The concepts underlying credit derivatives are the basis of a type of structured finance transaction that is commonly referred to as a "CDO" or "collateralized debt obligation." CDO technology has been used in at least five public structured product offerings this year in Canada. These include ROC Pref Corp., ROC Pref II Corp., Global DiSCS Trust 2004-1, Global Diversified Investment Grade Income Trust and Global Diversified Investment Grade Income Trust II. The essential feature of all of these transactions is to provide investors with credit exposure and the related higher yield associated with a large portfolio of reference obligations of international reference entities. The amount of credit risk can be controlled by the level of the net loss threshold or "attachment point" that must be exceeded before an investor will lose money on its investment. Accordingly, a higher attachment point will generally lead to (i) a higher rating on the securities issued and (ii) lower risk and yield on the investment.
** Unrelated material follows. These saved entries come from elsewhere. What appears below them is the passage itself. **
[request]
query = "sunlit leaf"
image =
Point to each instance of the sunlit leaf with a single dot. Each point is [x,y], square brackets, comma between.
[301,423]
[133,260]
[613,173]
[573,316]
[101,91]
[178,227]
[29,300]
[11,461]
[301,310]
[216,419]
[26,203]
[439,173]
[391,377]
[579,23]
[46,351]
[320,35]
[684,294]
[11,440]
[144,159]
In the five transactions referred to above, investors were offered either preferred shares of a corporation or units of a trust. In all cases, the securities provided exposure to a credit derivative or a credit-linked note (a "CLN"). In structures involving a credit derivative, the proceeds of the offering are invested in low-risk investments, which are then pledged to the credit protection buyer as security for the obligation of the credit protection seller to make a payment following a default or other credit event in respect of a reference entity. In structures involving a CLN, the proceeds of the offering are advanced to a bank or a bankruptcy remote special purpose entity. Following the occurrence of defaults or other credit events in respect of one or more reference entities, the amount of principal that is to be repaid in respect of the CLN will be reduced to the extent that net losses on the underlying reference obligations have exceeded the attachment point.

The use of credit derivative and CDO technology in public structured finance transactions has been an exciting development this year that has followed closely on the heels of many such offerings made privately to accredited investors in 2002 and 2003. Some commentators have referred to credit risk as a new asset class. The five public transactions referred to above may be an example of how the Canadian retail market is beginning to adopt this view.